The third dimension is transactional integrity. Dong Longfei raised a systemic concern: if 80% of financial institutions use the same underlying model for risk pricing, even a tiny hallucination could trigger a “terrifying one-way market flash crash”. His proposed safeguards include model diversity, AI circuit breakers, human-in-the-loop controls and privacy-preserving technologies. Zhao Jianxin identified multi-agent collaboration as essential for managing complexity in high-stakes scenarios.

For banks, this raises a fundamental question about relationship ownership. When an agent mediates every customer interaction, the institution holding the account may no longer control where business flows. The agent’s preferences, the model it runs on and the services it is configured to call will increasingly determine transaction outcomes. Maintaining relevance in that environment requires more than open APIs. It requires becoming the preferred, trusted service within the agent ecosystems customers already use.
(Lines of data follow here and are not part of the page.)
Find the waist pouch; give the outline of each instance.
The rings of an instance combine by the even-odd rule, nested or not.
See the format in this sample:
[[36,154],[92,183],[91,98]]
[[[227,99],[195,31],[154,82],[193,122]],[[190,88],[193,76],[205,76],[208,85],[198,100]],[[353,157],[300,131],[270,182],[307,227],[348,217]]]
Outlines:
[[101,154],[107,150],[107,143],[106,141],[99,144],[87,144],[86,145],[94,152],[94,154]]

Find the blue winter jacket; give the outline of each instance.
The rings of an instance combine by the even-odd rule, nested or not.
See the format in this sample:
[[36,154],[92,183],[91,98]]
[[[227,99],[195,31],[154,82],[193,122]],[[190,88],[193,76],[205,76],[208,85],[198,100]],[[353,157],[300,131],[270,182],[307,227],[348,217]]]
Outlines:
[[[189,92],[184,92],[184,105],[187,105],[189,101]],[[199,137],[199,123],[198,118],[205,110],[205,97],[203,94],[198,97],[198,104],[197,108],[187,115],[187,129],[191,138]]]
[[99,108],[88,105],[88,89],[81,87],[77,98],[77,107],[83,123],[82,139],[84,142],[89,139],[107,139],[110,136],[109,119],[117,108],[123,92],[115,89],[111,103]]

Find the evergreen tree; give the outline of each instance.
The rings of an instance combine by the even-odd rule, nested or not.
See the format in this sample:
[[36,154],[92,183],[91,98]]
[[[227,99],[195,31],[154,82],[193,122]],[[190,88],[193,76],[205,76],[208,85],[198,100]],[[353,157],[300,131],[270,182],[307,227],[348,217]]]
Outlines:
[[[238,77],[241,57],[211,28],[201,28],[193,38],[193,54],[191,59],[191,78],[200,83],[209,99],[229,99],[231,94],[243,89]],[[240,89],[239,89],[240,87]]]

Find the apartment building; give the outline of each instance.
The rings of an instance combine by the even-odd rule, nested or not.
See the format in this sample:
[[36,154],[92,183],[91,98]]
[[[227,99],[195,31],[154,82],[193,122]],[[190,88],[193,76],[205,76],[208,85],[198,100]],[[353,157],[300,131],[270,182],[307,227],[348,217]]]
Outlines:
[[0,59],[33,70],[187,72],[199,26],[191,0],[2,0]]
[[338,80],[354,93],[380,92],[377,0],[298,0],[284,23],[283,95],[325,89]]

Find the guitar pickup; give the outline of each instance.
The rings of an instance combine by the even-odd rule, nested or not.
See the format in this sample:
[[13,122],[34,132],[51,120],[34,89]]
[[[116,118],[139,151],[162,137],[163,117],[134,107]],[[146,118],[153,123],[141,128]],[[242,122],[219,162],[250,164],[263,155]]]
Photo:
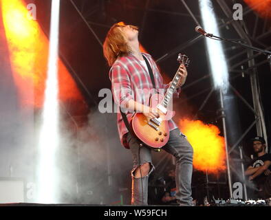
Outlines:
[[160,110],[163,113],[166,114],[167,109],[163,107],[162,104],[158,104],[156,107],[159,110]]
[[154,125],[153,123],[151,123],[151,122],[149,122],[148,124],[149,126],[151,126],[151,127],[153,127],[153,129],[155,129],[156,131],[159,130],[159,129],[155,125]]
[[151,121],[152,122],[153,122],[154,124],[155,124],[156,125],[160,126],[162,122],[162,119],[161,119],[161,118],[153,118],[151,119]]

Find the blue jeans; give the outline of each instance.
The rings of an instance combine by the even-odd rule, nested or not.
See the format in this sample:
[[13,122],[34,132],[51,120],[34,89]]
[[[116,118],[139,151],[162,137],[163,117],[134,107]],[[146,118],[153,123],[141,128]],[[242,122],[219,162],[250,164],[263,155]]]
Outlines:
[[[151,160],[151,148],[145,145],[140,146],[140,141],[129,133],[127,139],[133,162],[131,170],[132,205],[147,205],[149,175],[154,169]],[[162,149],[175,157],[176,199],[180,206],[193,206],[191,179],[193,150],[191,145],[179,129],[175,129],[170,131],[169,142]],[[133,175],[135,170],[144,163],[151,164],[149,174],[142,178],[136,178]]]

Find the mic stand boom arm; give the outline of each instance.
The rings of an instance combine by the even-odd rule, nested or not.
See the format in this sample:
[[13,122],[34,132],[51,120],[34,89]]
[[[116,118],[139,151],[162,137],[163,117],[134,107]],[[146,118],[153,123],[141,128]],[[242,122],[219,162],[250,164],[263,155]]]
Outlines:
[[243,47],[247,47],[247,48],[250,48],[250,49],[253,50],[254,51],[257,51],[258,52],[260,52],[260,53],[262,53],[262,54],[265,54],[268,56],[267,59],[268,60],[268,63],[269,63],[269,65],[270,66],[270,70],[271,70],[271,52],[270,51],[263,50],[263,49],[260,49],[260,48],[258,48],[258,47],[253,47],[252,45],[250,45],[248,44],[243,43],[241,43],[241,42],[237,42],[237,41],[231,41],[231,40],[229,40],[229,39],[227,39],[227,38],[222,38],[222,37],[220,37],[220,36],[215,36],[213,34],[207,34],[206,35],[206,36],[208,37],[208,38],[210,38],[211,39],[213,39],[213,40],[219,39],[220,41],[227,41],[227,42],[233,43],[237,44],[237,45],[242,45]]

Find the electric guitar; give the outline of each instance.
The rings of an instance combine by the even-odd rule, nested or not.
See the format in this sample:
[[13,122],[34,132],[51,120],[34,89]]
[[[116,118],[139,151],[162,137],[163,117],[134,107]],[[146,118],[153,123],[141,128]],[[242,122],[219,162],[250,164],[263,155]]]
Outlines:
[[131,120],[131,126],[136,135],[144,144],[155,148],[164,146],[169,138],[169,122],[175,112],[168,109],[169,104],[176,89],[177,84],[180,78],[178,72],[180,65],[184,64],[186,67],[189,65],[189,58],[184,54],[179,54],[177,60],[180,67],[167,89],[165,95],[155,94],[150,98],[150,107],[158,109],[159,118],[148,120],[142,113],[136,113]]

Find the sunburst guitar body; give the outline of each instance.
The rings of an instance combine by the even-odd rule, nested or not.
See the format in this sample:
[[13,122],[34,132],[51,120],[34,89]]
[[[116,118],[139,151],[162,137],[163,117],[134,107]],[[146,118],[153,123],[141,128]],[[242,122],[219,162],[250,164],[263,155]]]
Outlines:
[[[186,55],[181,54],[178,55],[177,60],[186,67],[188,67],[190,62]],[[160,148],[169,141],[169,120],[174,116],[175,112],[168,108],[180,78],[178,72],[179,69],[164,96],[155,94],[150,98],[150,107],[158,109],[158,118],[149,120],[142,113],[136,113],[133,116],[131,126],[134,133],[142,142],[151,148]]]

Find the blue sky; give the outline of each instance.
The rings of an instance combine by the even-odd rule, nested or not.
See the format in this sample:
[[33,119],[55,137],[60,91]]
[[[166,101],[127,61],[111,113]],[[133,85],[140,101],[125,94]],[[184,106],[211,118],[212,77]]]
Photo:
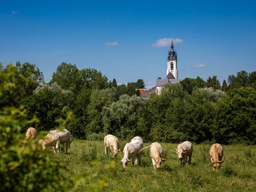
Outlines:
[[0,62],[36,64],[47,82],[66,62],[96,68],[119,83],[142,78],[154,86],[166,75],[171,38],[179,78],[216,75],[222,82],[238,71],[256,70],[255,1],[0,4]]

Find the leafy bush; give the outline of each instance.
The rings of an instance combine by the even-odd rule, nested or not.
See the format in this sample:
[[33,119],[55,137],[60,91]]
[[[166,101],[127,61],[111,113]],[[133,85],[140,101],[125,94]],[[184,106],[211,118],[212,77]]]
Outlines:
[[106,134],[101,132],[99,133],[92,133],[88,135],[87,139],[94,141],[103,140],[106,135]]
[[[17,69],[10,68],[7,72],[0,72],[0,78],[5,80],[0,86],[0,95],[16,86]],[[46,151],[35,141],[24,140],[19,134],[21,126],[38,121],[22,120],[26,110],[14,107],[0,109],[0,190],[40,191],[48,186],[59,191],[63,176],[61,168],[52,161]]]

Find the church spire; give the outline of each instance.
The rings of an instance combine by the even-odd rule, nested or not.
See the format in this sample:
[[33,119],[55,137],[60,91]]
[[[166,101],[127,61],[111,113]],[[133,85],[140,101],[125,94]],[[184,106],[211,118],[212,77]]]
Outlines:
[[171,50],[168,51],[168,56],[167,59],[177,59],[177,54],[176,51],[174,51],[172,39],[172,44],[171,45]]
[[172,44],[172,45],[171,45],[171,51],[173,51],[174,49],[173,44]]

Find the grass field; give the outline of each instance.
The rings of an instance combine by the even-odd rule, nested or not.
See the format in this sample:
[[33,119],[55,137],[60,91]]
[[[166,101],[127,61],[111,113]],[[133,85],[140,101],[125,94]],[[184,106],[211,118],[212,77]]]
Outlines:
[[[166,160],[160,168],[154,169],[148,148],[144,151],[140,166],[134,167],[129,162],[124,169],[120,161],[126,143],[120,142],[121,150],[114,161],[109,154],[105,155],[103,141],[74,140],[68,154],[52,157],[64,167],[62,171],[69,181],[66,184],[70,191],[94,191],[99,182],[99,185],[107,184],[102,191],[256,191],[254,146],[222,146],[225,162],[216,172],[209,166],[210,145],[194,144],[191,165],[182,166],[174,151],[178,144],[170,143],[161,143]],[[84,177],[78,176],[82,174]],[[76,183],[70,180],[82,184],[77,182],[74,190],[72,187]]]

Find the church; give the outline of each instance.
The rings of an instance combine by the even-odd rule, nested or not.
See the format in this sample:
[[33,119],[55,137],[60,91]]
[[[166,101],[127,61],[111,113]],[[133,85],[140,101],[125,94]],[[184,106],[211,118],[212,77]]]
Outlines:
[[162,87],[169,83],[179,83],[180,79],[178,78],[177,66],[177,52],[174,51],[172,40],[171,45],[171,50],[168,51],[167,56],[167,70],[166,76],[164,79],[157,79],[156,93],[157,95],[161,94]]

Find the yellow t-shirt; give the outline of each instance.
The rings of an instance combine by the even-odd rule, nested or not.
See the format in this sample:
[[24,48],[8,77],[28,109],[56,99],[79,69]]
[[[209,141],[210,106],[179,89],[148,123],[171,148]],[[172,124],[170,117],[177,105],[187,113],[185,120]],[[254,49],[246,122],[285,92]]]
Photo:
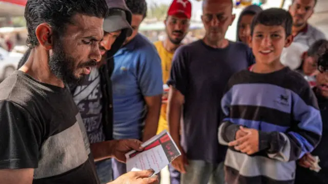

This is not a future scenario; it is being built now through inference-optimised hardware, open APIs that allow agents to call bank services and a steady shift in user behaviour from active search to delegated action. For financial institutions, the strategic question is no longer whether agentic AI will matter. It is whether they are positioned to compete in an environment where the customer no longer searches and compares in the conventional sense, but delegates.